His face reddened, but he continued. “The amount of ground seepage, antifreeze, transmission fluid, gasoline, and oil that comes off this hill and down into Rancho Arroyo would be a disgrace to any government agency, and I can tell you that I’m not above making a few phone calls and turning this into a Superfund site.”
I spoke with a little more authority this time.
“Ozzie.”
He stopped and glanced at his mother again, finally resting his eyes on his vehicle’s dash. Mrs. Dobbs moved a little past the profile of her son and looked at me imploringly. “I apologize, Sheriff. Ozzie Junior’s had a trying day, and I’m afraid his nerves are on end.”
I allowed a commensurate amount of silence to pass. “That’s fine, Mrs. Dobbs.” I studied the side of her son’s face, but I think he was embarrassed to look up. I stepped back, calling for Dog to accompany me. “I’ll say something to Geo, Ozzie.”
His mother, unwilling to leave things unsettled and impolite, leaned across and called out to me. “How is your daughter, Sheriff?”
I smiled and raised my voice to be heard over the diesel. “Cady’s fine, ma’am.”
“Still with the law firm in Philadelphia?”
“Yes, Mrs. Dobbs.”
“Betty, please. Are we going to see you at the Redhills Rancho Arroyo Survival Invitational this weekend?”
As a reputable and highly visible member of the community, I received an invitation to the goofy golf tournament every year, but since I wasn’t even a fair-weather golfer, I always ignored it. The Redhills Rancho Arroyo Survival Invitational was one of those midwinter golf tournaments where they played in parkas with optical orange golf balls, white not being a winter color for golf. “I’d love to attend, but I don’t golf, Betty.”
“Yes, but that lovely friend of yours does.” She smiled. “The Native American fellow?”
“Henry Standing Bear, he’s Cheyenne.” Even women in their eighties smiled at the thought of Henry; it was, as always, annoying. “He’s at my jail right now.”

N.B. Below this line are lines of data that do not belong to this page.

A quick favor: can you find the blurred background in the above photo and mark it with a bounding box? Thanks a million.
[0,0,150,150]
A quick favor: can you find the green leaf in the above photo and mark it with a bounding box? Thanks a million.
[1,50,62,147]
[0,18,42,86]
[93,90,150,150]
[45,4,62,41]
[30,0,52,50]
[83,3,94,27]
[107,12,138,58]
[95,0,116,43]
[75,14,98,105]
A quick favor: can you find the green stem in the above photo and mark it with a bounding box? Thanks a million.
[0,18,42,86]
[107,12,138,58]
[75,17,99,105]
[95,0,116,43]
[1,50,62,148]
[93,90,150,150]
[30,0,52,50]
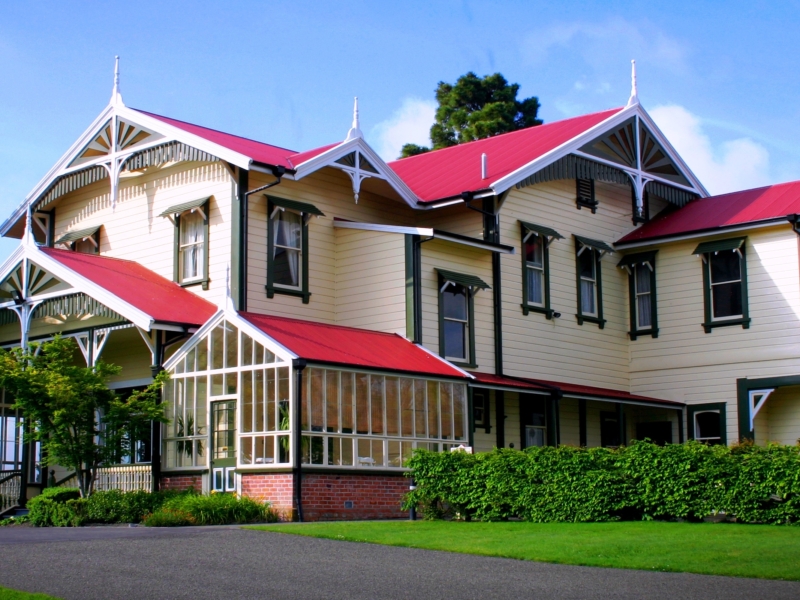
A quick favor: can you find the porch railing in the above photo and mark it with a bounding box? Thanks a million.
[0,471,22,514]
[94,465,153,492]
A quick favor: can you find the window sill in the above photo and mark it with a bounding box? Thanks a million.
[575,315,606,329]
[703,317,750,333]
[628,329,658,342]
[520,304,555,319]
[264,285,311,304]
[178,279,210,290]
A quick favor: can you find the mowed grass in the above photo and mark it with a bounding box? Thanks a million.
[248,521,800,581]
[0,586,58,600]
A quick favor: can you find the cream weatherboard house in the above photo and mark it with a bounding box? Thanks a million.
[0,65,800,519]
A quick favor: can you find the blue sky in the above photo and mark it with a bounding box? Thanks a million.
[0,0,800,257]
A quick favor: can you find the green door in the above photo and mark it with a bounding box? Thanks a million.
[211,400,236,492]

Her forehead furrowed. “Oh, no.”
“Nothing professional; the pipes in both his house and where he works froze, so he needed a place to stay.”
“Doesn’t he golf?”
“Yes ma’am, he’s a scratch player.” I shrugged. “He’s good at everything.”
“He broke your nose, as I recall.”
“Eighth grade, at the water fountain.”
“Didn’t he go on to college?”
“Yes, ma’am—Berkeley.”
She nodded in remembrance. “I don’t suppose you could convince him to play? The benefits from this year’s tournament are going to the American Indian College Fund, and it would be wonderful if we could have a Native American participate.”

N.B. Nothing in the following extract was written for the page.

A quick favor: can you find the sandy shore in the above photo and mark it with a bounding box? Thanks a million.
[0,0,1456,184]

I waved, trying to indicate that the conversation was ending. “Well, when I get back to the office I’ll mention it to him.”
She continued to smile, but Ozzie pressed the button for the window. Mrs. Dobbs sat back as he put the truck in reverse, and I saw that Saizarbitoria and Geo were walking side-by-side down the inner road, the Basquo still holding the cooler under his arm, his hat now functioning as a makeshift mask.

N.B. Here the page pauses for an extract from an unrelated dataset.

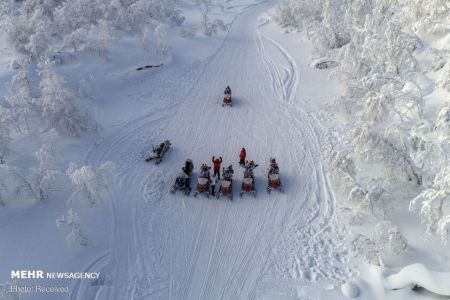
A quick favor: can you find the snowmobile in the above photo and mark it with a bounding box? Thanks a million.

About fifty yards away, Geo said something to my deputy, and they parted company—Sancho toward me, and the dump man, still holding the rifle, toward the scales.
I leaned against the grille guard on my truck and watched the young man approach with a slight hitch in his step and a general attitude of dissatisfaction. He reminded me of me.
He pulled up about two steps away and lodged the web of his thumb over the butt of the seventeen-shot Beretta at his hip. “All right, I set a preliminary grid with the twine, but I gotta tell you that in my learned opinion the thumb arrived in the cooler and we have nothing to gain by digging up the surrounding area.”
I crossed my arms and nodded. “You don’t think we’re going to find the rest of him out there, huh?”
“No, and Mr. Stewart says there hasn’t been anything disturbed in that area for a couple of weeks now and given the fragile nature of the container . . .” He squeezed the cooler till it squeaked. “I’d say it’s a new arrival.” He studied me. “Is digging up the entire dump in the freezing cold for the next two weeks going to be my punishment for leaving?”
I ignored him and asked another question. “You gonna check the permits for the weekend?”
“Yeah. The place is closed on Sundays, so it had to arrive either late Friday or Saturday.”